La belleza,la tierra y la palabra

Cuando llegó a mis oídos que un paisano de Pedralba, Amadeo Laborda, iba a presentar un libro en el que el protagonismo se compartía entre la infancia y el territorio de nuestra Serranía, me dije, bueno, otro libro en el que alguien, bienintencionado, evoca su niñez y habla de su pueblo con más cariño que atino literario. Entiéndanme, la ley de probabilidades trabaja contra nosotros. Una comarca como la de La Serranía del Turia, con menos de 17.000 habitantes, tenía su cupo de buenos novelistas completo con la figura de Alfons Cervera, no sólo para ésta, sino para alguna generación más.

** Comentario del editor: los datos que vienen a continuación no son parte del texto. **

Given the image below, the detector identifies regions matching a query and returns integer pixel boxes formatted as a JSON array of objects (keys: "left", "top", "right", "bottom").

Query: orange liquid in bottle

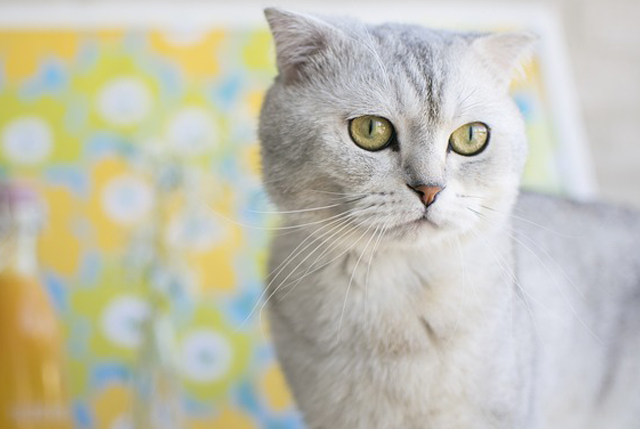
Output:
[{"left": 0, "top": 184, "right": 73, "bottom": 429}]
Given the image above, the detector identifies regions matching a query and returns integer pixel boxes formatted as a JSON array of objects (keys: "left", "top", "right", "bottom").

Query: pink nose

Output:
[{"left": 409, "top": 185, "right": 442, "bottom": 207}]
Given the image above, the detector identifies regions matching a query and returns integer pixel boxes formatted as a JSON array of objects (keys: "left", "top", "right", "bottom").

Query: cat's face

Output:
[{"left": 260, "top": 10, "right": 530, "bottom": 245}]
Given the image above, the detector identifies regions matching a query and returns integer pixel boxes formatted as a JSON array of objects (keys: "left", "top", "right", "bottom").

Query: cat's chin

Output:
[{"left": 378, "top": 216, "right": 463, "bottom": 249}]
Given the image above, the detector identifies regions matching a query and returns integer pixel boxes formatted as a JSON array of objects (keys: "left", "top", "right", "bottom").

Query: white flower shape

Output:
[
  {"left": 102, "top": 174, "right": 154, "bottom": 224},
  {"left": 2, "top": 116, "right": 53, "bottom": 165},
  {"left": 168, "top": 107, "right": 218, "bottom": 155},
  {"left": 101, "top": 295, "right": 150, "bottom": 348},
  {"left": 180, "top": 329, "right": 233, "bottom": 383},
  {"left": 97, "top": 77, "right": 152, "bottom": 126}
]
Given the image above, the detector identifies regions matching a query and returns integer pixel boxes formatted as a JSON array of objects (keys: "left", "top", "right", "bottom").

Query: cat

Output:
[{"left": 259, "top": 8, "right": 640, "bottom": 429}]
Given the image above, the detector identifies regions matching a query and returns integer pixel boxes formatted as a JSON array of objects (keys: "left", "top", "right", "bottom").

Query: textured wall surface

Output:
[{"left": 0, "top": 0, "right": 640, "bottom": 207}]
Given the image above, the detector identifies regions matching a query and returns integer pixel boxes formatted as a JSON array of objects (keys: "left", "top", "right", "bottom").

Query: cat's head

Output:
[{"left": 260, "top": 9, "right": 532, "bottom": 245}]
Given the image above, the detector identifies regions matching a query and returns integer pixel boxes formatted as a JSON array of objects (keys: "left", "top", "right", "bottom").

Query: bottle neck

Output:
[{"left": 0, "top": 222, "right": 38, "bottom": 276}]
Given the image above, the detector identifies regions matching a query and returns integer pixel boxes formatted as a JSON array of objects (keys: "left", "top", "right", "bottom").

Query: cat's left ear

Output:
[
  {"left": 472, "top": 33, "right": 538, "bottom": 86},
  {"left": 264, "top": 8, "right": 338, "bottom": 84}
]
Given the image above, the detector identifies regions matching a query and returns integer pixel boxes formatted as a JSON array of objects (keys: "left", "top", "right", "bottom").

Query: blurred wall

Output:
[{"left": 0, "top": 0, "right": 640, "bottom": 208}]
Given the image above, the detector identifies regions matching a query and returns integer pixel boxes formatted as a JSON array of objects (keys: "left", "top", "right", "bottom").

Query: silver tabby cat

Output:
[{"left": 260, "top": 9, "right": 640, "bottom": 429}]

De todas formas, cuando el editor me propuso hacer una presentación en Sot de Chera, me puse a su disposición porque el simple hecho de coger una pluma y hablar de nuestro entorno me merece el mayor de los cariños. Desde luego que aquella iniciativa tuvo su recompensa al conocer al autor, pero esa es otra historia, que poco tiene que ver con mi primera apreciación de la obra.

Pero en cuanto leí las primeras líneas me di cuenta de que estaba felizmente equivocado. En esa supuesta novela había talento literario; lo exudaba desde el contenido, muy alejado de las pinceladas narrativas de las novelas al uso, hasta el estilo, donde todos los tropos, la metáfora, la comparación, la sinestesia, la hipérbole, la adjetivación no se quedan como meros artificios sino que sirven al propósito del recuerdo y son buscados en el mismo baúl donde éste, en forma de anécdota, de olor (el más evocador de los sentidos) o de sensación, han sido guardados. Es prosa poética, hay lirismo, búsqueda intencionada de la belleza a través de las palabras, y esa belleza la encuentra en el recuerdo infantil y cotidiano, real o espurio, y la pone al servicio de la memoria.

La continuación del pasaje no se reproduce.